Local rezoning plan needs further review
BY World's Editorials Writers
Friday, March 08, 2013
3/08/13 at 7:12 AM
It's one of those ideas that sounds good at first blush: Adopt zoning guidelines that lead to cozier, more pedestrian-oriented development. That could lead to new businesses and residences, more neighborhood cohesiveness, even better health.
But the problem with such a concept is it's easier said than done. That's what the Tulsa Metropolitan Area Planning Commission in effect communicated on Wednesday with its 9-1 decision to re-examine a proposed form-based zoning expansion.
Commissioners had been contemplating whether to expand form-based zoning within the Pearl District, a redeveloping area east of downtown. Form-based zoning has been applied to a small section of the district and proponents wanted to expand it to most of the district. When that expansion plan met with resistance from business owners, it was scaled back. That scaled-back plan was the subject of Wednesday's meeting.
Form-based zoning, a departure from the city's current land-use practices, focuses on a building's form more than its use. The idea is to cluster buildings together whose forms complement each other, rather than segregate buildings and developments according to their uses. This new approach is supposed to attract denser, more bustling development.
The form-based approach has become more popular in recent years throughout the country, and supporters are eager to establish it in Tulsa.
While the approach has merit, some Tulsa business owners are rightly concerned what it might mean for their operations.

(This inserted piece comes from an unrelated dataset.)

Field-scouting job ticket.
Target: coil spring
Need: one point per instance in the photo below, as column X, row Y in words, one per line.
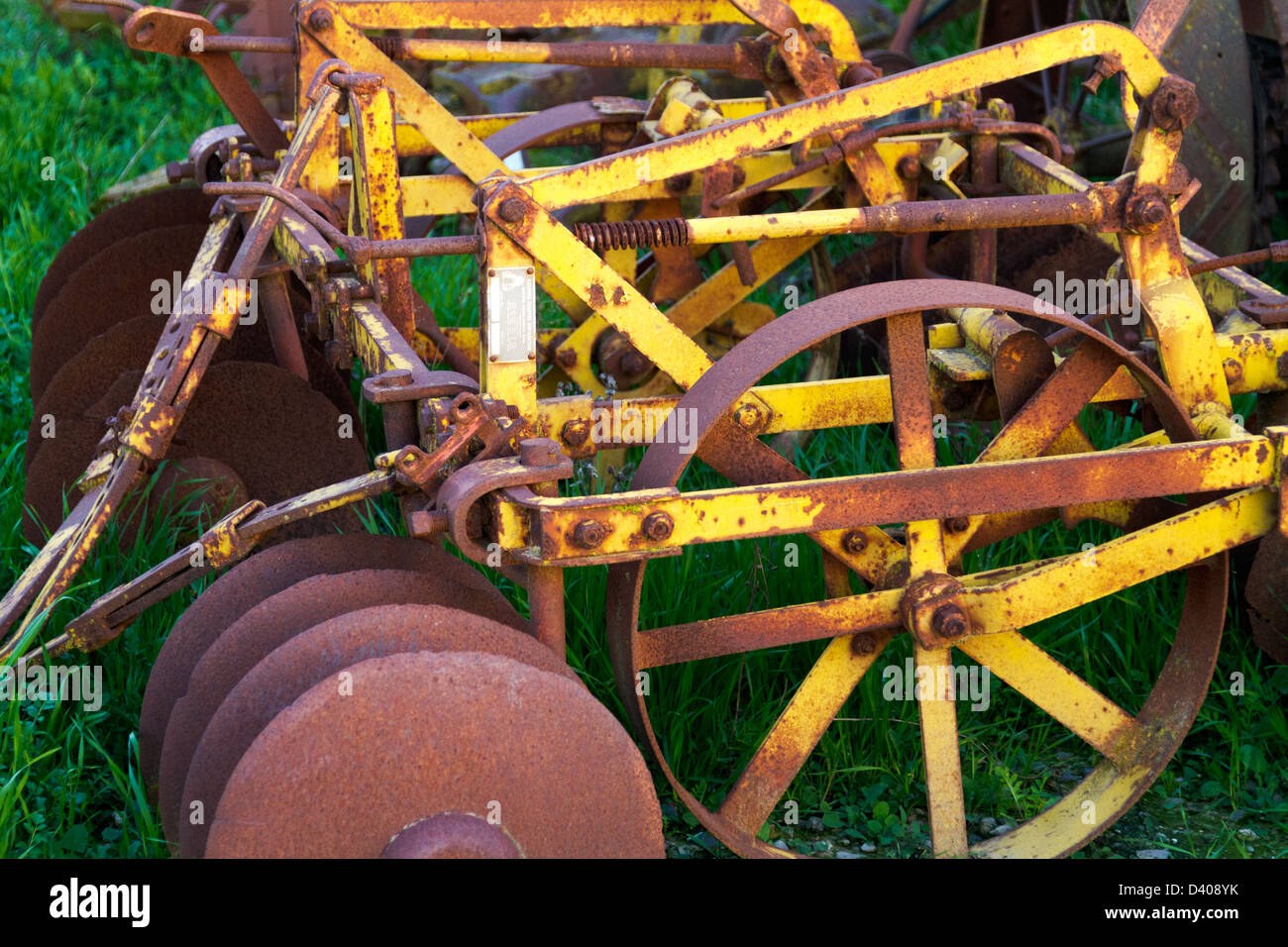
column 622, row 235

They argue that the new code places too many requirements on their businesses - including such elements as where buildings could be placed, how tall they could be, even where doors should be located and what exterior materials can be used. Such requirements, they say, could limit or eliminate expansion possibilities in the future.
After discussion, Commission Chairman Joshua Walker declared the expansion plan to be "unadoptable." All but one other commissioner agreed to put the expansion on hold.
Some supporters feel that those who oppose the zoning plan didn't bother to take part in all the deliberations about zoning issues that have occurred over the past few years. But some of them did participate, only to find that zoning changes proved to be something of a moving target.
As with all land-use decisions, balance is the key. Change is important to a growing city, or else stagnation sets in. But balancing the interests of all affected property owners is just as important.